A Transcotta Ltda., empresa de transporte localizada em Ouro Preto (MG), firmou Termo de Ajustamento de Conduta (TAC) para regularizar as condições de seus empregados. Segundo a procuradora do Trabalho Lutiana Lorentz, o acordo prevê, entre outros pontos: o registro de ponto de acordo com as jornadas realizadas pelos trabalhadores; a concessão de, no mínimo, uma hora de repouso e alimentação quando a jornada exceder seis horas por dia; não exceder ao limite legal de duas horas extras ao dia.

Ainda segundo a procuradora, o TAC dispõe sobre obrigações relativas ao meio ambiente de trabalho. "O acordo visa proteger os empregados de acidentes e assegurar condições favoráveis de trabalho", explicou Lutiana. Caso a empresa seja flagrada descumprindo o estabelecido, deverá pagar multa no valor de R$ 700 por cada empregado, revertida ao Fundo de Amparo ao Trabalhador (FAT).

Entenda o caso

Uma denúncia anônima, feita no dia 18 de dezembro de 2007, levou o MPT a instaurar inquérito civil contra a Transcotta Ltda., empresa que tem como principal atividade o transporte coletivo de passageiros.
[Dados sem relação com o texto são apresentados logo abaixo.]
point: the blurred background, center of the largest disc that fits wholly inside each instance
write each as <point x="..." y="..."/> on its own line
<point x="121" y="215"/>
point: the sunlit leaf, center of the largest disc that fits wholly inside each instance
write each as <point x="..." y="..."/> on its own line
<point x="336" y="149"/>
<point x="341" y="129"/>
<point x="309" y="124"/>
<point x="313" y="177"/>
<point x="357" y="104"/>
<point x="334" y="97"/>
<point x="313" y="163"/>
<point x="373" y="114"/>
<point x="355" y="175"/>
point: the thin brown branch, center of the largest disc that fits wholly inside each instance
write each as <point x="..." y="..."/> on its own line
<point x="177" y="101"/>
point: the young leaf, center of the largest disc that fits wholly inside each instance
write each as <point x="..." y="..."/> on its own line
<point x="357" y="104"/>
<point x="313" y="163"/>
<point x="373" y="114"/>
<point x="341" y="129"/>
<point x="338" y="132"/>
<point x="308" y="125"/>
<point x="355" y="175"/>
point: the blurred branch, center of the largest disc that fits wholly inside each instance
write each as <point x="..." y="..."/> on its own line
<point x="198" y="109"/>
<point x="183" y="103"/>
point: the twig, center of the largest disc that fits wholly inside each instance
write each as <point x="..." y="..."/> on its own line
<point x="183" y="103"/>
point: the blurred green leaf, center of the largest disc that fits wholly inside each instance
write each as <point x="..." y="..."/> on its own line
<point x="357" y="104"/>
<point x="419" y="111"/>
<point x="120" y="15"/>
O denunciante declarou que a empresa não efetuava o pagamento do adicional referente às horas-extras, bem como não concedia período de férias remuneradas a trabalhadores que tinham direito ao benefício. A denúncia apontava ainda a ausência de cadastro, na carteira de trabalho, de alguns empregados e a existência de trabalho infantil no local. O inquérito não encontrou trabalho infantil, mas identificou uma série de irregularidades que levaram à proposição do Termo de Ajustamento de Conduta.